U.S. presidential hopeful Barack Obama refused Saturday to go along with other Democrats who are calling for Hillary Rodham Clinton to step away from the race for the Democratic nomination.
Obama told reporters he did not agree with one of his supporters, Vermont Senator Patrick Leahy, when he said earlier last week that Clinton cannot win the nomination and should therefore drop out. “I hadn’t talked to Pat about it,” Obama said.
At stops throughout the day, Clinton raised the question of whether she should leave the race — eliciting loud jeers from supporters.
“There are some people who say we should just stop these elections. ‘Enough people have already voted, what’s a few million more?’” Clinton said in Louisville. “I don’t know about you but I’m glad Kentucky is going to be voting and you’ll be choosing because it’s such an important election.”
The state holds its primary May 20.
Campaigning in Pennsylvania, her husband, Bill Clinton, said party insiders looking to resolve the contest should step back and allow the process to move forward.

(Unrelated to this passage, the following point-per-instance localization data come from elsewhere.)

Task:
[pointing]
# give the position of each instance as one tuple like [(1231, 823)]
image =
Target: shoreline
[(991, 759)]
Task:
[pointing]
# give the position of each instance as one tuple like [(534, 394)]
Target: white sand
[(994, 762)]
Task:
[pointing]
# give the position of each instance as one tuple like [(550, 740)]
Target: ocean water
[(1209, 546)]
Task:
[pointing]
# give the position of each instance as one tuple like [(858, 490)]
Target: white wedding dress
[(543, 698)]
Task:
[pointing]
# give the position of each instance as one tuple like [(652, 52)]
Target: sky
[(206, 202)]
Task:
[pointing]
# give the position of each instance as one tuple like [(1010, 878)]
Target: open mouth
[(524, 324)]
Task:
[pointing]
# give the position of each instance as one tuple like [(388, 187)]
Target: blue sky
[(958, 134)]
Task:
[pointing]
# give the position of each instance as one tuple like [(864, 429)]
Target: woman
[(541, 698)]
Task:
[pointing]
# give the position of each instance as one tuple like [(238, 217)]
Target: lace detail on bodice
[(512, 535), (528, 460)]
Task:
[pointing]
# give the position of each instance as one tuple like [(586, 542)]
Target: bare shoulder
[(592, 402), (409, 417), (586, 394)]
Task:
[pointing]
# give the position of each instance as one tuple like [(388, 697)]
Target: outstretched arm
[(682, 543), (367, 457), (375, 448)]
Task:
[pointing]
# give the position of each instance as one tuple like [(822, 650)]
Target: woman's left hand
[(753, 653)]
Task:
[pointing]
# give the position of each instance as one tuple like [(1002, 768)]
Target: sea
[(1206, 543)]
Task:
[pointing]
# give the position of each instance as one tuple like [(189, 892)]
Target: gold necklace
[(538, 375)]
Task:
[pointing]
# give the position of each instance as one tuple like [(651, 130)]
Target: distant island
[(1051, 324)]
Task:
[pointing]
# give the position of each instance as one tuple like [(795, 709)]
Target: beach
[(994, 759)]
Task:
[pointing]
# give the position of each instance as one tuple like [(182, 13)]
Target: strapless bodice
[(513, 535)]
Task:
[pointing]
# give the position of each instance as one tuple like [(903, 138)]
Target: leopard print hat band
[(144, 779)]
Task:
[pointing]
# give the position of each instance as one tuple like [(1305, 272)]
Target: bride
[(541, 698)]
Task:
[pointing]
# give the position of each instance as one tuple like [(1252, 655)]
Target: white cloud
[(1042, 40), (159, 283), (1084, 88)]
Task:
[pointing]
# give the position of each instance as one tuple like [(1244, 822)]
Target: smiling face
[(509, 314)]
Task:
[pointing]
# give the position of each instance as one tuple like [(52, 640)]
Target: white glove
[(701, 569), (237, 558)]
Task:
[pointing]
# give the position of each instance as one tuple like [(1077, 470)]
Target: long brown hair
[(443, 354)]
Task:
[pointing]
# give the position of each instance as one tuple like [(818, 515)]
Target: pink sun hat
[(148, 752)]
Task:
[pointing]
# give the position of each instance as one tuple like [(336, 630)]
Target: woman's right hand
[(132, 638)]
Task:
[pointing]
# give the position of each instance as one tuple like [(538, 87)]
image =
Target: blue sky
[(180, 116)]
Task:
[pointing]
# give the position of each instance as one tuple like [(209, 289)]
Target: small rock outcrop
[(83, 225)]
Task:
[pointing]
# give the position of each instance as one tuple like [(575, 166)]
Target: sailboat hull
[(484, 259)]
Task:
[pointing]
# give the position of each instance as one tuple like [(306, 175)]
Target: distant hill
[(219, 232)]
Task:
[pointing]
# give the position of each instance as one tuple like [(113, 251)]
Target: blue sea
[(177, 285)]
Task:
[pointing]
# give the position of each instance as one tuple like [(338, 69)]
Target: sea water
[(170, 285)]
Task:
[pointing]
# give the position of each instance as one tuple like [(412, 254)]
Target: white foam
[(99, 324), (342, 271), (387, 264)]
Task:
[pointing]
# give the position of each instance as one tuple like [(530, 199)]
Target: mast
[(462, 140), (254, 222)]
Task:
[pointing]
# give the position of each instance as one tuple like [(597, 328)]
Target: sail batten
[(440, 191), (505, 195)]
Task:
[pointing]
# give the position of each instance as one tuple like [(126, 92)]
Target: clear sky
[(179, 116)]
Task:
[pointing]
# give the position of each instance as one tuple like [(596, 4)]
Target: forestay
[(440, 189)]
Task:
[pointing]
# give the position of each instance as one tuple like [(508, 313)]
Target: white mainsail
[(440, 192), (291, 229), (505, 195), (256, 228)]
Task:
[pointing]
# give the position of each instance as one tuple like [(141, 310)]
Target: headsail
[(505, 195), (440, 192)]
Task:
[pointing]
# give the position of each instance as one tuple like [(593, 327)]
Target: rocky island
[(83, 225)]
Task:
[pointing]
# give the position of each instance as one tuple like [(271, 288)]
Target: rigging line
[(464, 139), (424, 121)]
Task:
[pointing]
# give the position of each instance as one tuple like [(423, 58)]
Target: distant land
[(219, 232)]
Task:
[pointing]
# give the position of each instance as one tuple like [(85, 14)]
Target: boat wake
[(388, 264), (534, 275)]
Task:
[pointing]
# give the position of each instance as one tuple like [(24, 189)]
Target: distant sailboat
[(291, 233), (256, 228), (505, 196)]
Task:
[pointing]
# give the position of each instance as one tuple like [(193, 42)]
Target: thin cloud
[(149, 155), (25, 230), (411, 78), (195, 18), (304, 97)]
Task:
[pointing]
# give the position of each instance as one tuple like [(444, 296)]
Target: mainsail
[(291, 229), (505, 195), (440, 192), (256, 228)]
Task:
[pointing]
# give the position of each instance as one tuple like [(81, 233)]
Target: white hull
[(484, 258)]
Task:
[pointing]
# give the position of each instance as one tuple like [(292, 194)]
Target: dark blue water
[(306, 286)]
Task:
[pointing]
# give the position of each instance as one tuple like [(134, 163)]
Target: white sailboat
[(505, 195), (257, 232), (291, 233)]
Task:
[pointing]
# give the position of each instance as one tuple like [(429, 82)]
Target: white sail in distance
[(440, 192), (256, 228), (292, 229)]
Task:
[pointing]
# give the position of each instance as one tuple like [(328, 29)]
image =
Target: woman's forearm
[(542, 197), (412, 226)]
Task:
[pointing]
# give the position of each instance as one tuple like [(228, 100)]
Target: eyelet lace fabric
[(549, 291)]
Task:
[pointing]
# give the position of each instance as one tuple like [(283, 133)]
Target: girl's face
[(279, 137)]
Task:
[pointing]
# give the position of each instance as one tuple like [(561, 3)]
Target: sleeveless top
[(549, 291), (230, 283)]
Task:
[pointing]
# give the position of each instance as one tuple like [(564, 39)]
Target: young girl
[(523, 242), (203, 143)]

“We just need to relax and let this happen. Nobody’s talking about wrecking the party,” the former president said. “Everywhere I go, all these working people say: ‘Don’t you dare let her drop out. Don’t listen to those people in Washington, they don’t represent us.’”
The campaign released a fundraising e-mail Saturday signed by Bill Clinton, asking supporters to challenge talk of his wife departing the race by sending a check to her campaign.
Jobs and the economy are front and center in the remaining primary contests between the two Democratic hopefuls. Pennsylvania, which holds its primary April 22, has seen its manufacturing base and especially its steel industry weakened in recent decades, as has Indiana, which votes May 6.
While campaigning in Ohio, another big manufacturing state, both Clinton and Obama criticized free trade deals and insisted the other candidate was not as reliable a protector of U.S. jobs. Clinton won that state’s March 4 primary.
Also Saturday, former Democratic contender John Edwards made his first public comments on the race since dropping out two months ago.
“I have a very high opinion of both of them,” Edwards said of Obama and Clinton at the Young Democrats of North Carolina convention. “We would be blessed as a nation to have either one of them as president.”
At the same event, Chelsea Clinton said her travels have opened her eyes to sexism.
“I didn’t really get how much sexism there still was in our country until I was at a rally with my mom in New Hampshire, and someone came up to me and said, ‘I just can’t see a woman being commander in chief,’” the former first daughter said.
She has always been supported by both the men and women in her family, she said. “I have been so profoundly more grateful than I have ever been over the past few months for my parents because of that.”